Senator Boucher Calls Governor’s Budget a False Start that Results in Roughing the State

February 8, 2017

State Senator Toni Boucher (R-26) today said Governor Malloy’s budget proposal fails to provide a vision for the type of come from behind strategy the state desperately needs.

“The budget and economic stakes for the state of Connecticut have never been higher,” Sen. Boucher said. “Our state needs to mount the kind of historic comeback we saw in Sunday’s Superbowl. Instead the budget proposed by the Governor fails to make the first down.”

Sen. Boucher said she agrees with the Governor’s statement that all residents need the opportunity for success and that, so far, state government has failed to build a good educational or transportation system.
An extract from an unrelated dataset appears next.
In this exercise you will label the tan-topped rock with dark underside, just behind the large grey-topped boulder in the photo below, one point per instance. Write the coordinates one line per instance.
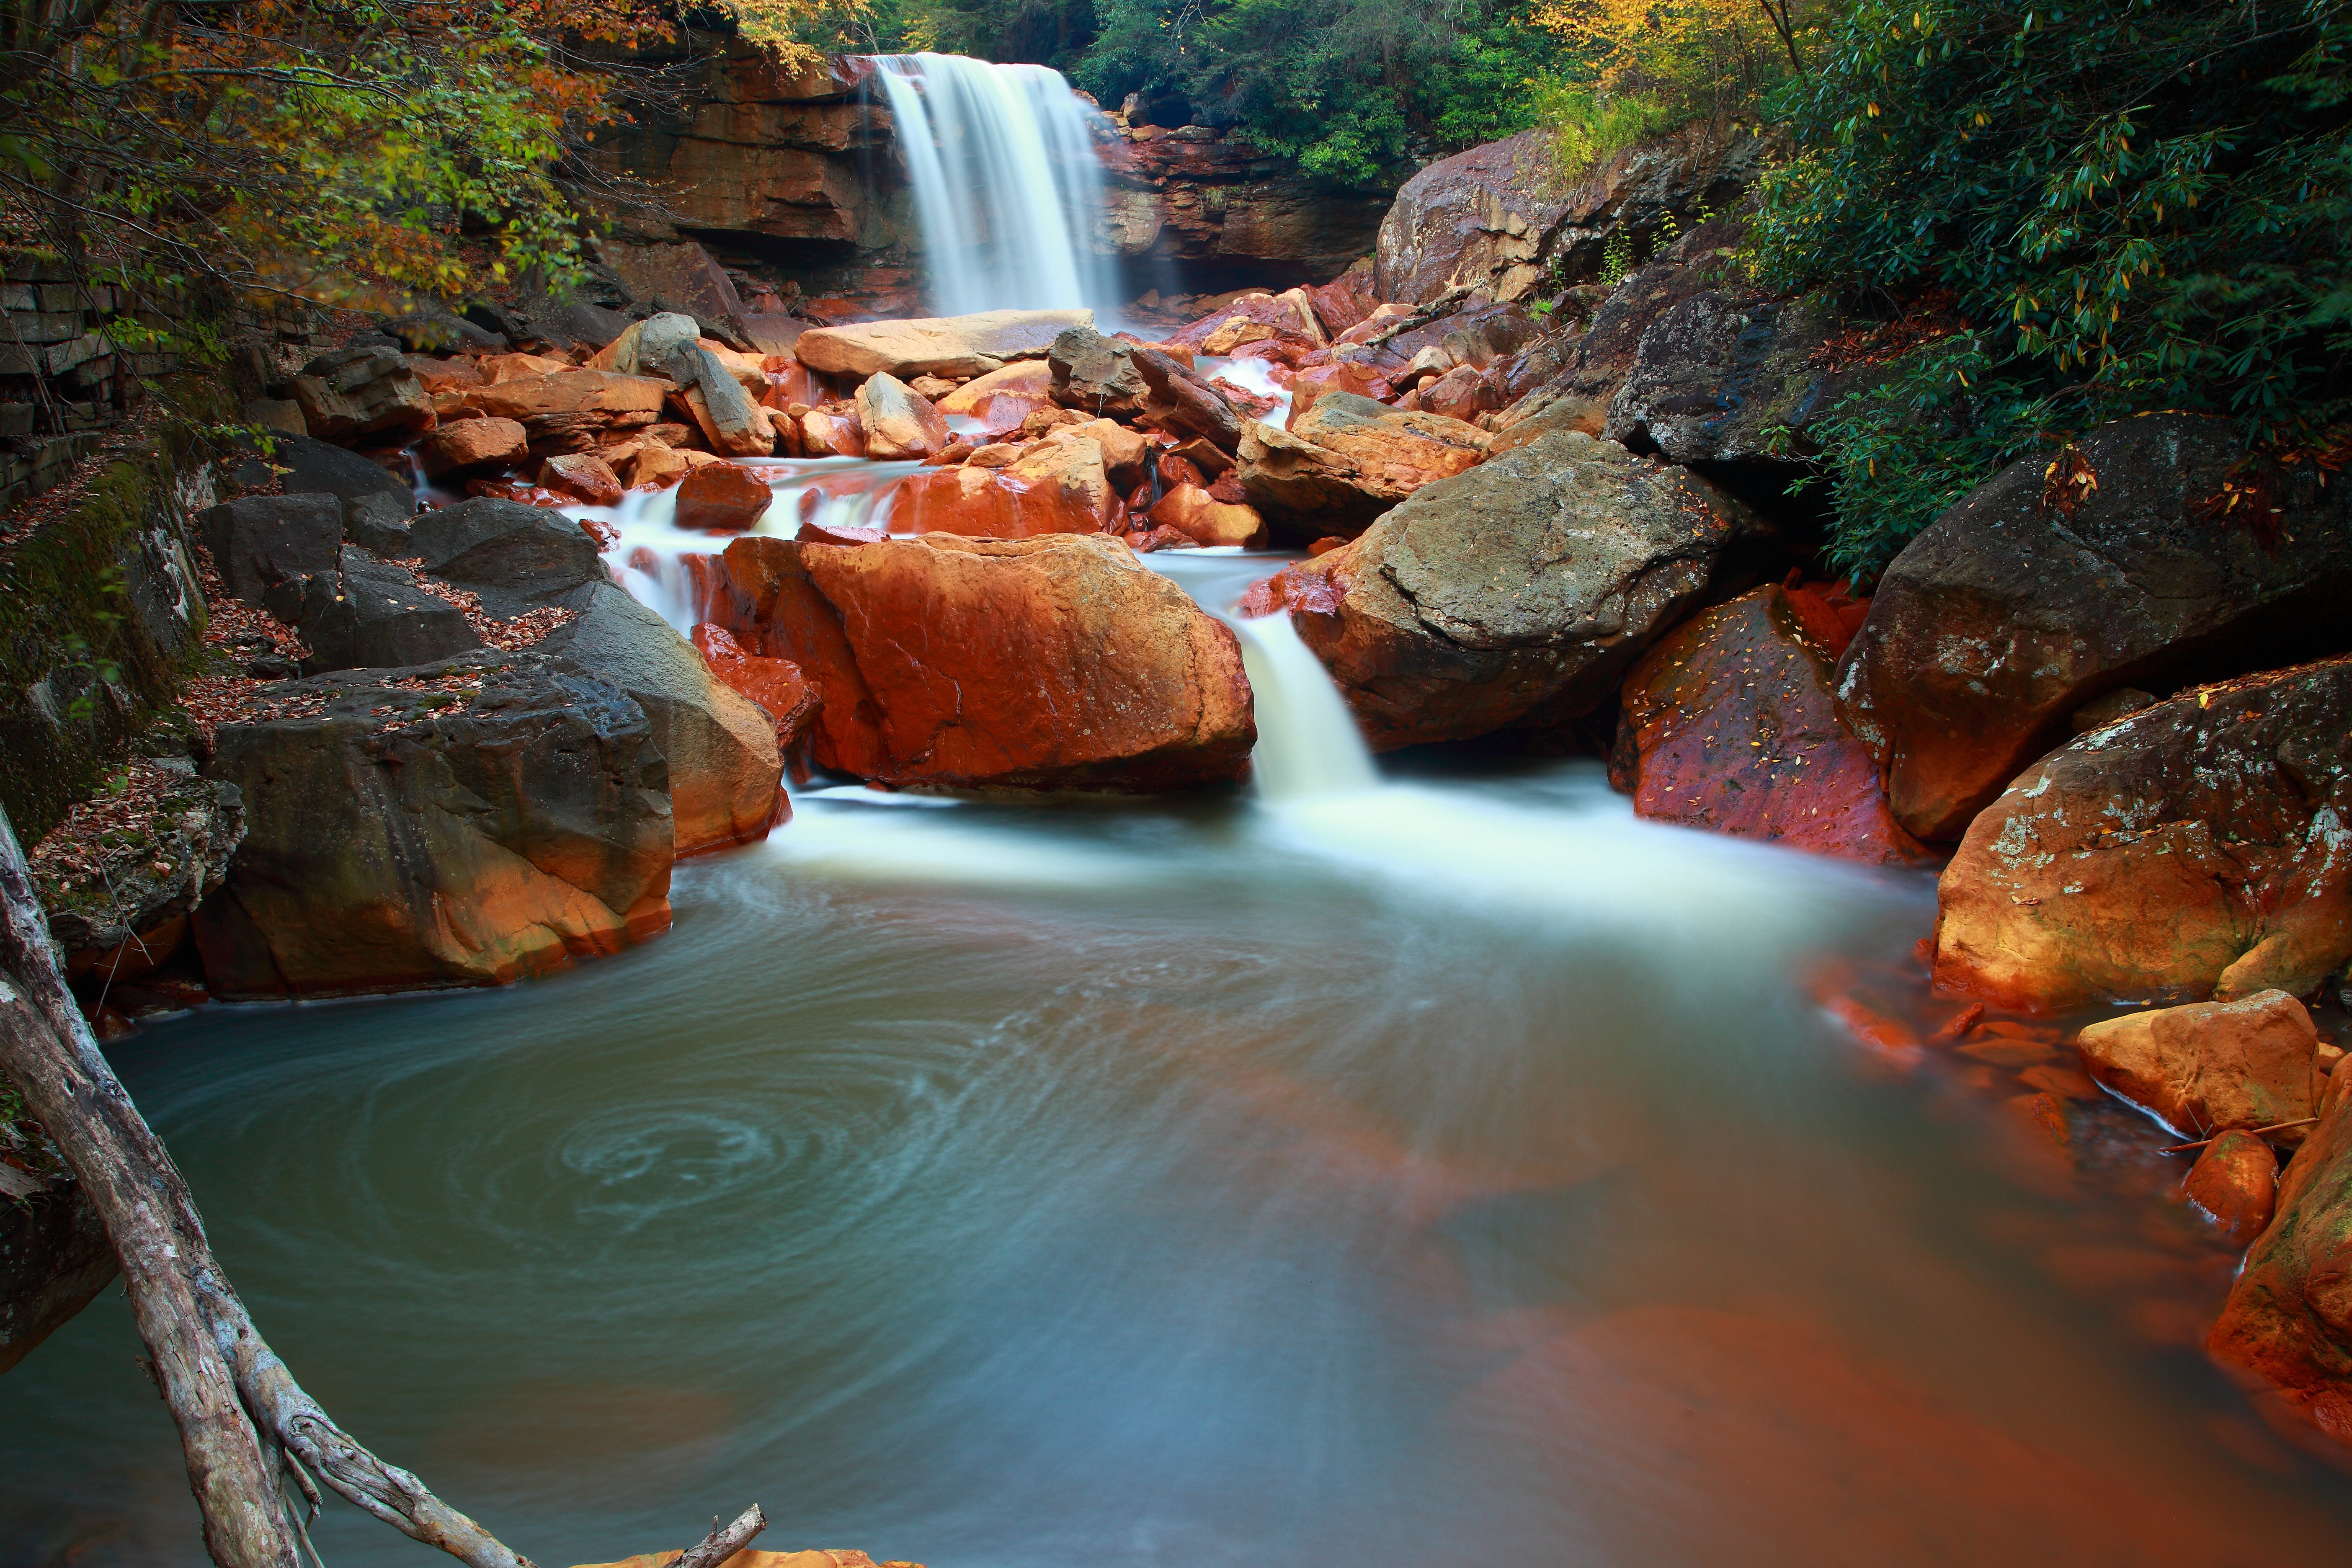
(1351, 460)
“Unfortunately, the governor’s playbook doesn’t show us how to achieve these things,” she said. ‘It continues to fumble our children’s educational needs and deserves a personal foul for eliminating the property tax credit and passing an $11 billion increase in unfunded pension liabilities onto our children.”

Sen. Boucher said the budget calls for changes to the Education Cost Sharing (ECS) formula that funds local schools and proposes to separate special education costs from that funding. Special education funds would be paid to towns on a sliding scale with communities being reimbursed between zero and 55 percent of their costs.

‘The new ECS formula just moves money around and does nothing to address the root problems that are hurting education in our cities every day,” she said. “Money alone does not equal educational opportunity. We must find out why the money currently going to our cities isn’t getting to our children.”

A possible example of this, Sen. Boucher said, is that between 2010 and 2014 Hartford Public Schools’ student population grew by 2.89 percent. At the same time, the number of teachers increased by 4.2 percent, while central office staff increased by 66.7 percent.

Sen. Boucher said she also is bothered by the Governor’s proposal to shift a third of teacher retirement pension costs onto municipalities, which will almost certainly result in property tax increases.

The Governor’s budget proposes $700 million in savings from state employee unions and an additional $256 million in spending reductions.

‘The bottom line is that Connecticut’s budget situation calls for tremendous drive, vision and grit to get us into the end zone,” Sen. Boucher said. “Instead, the Governor’s proposals are an incomplete pass and the result is that our economy gets sacked.”

Sen. Boucher represents the communities of Bethel, New Canaan, Redding, Ridgefield, Weston, Westport, and Wilton.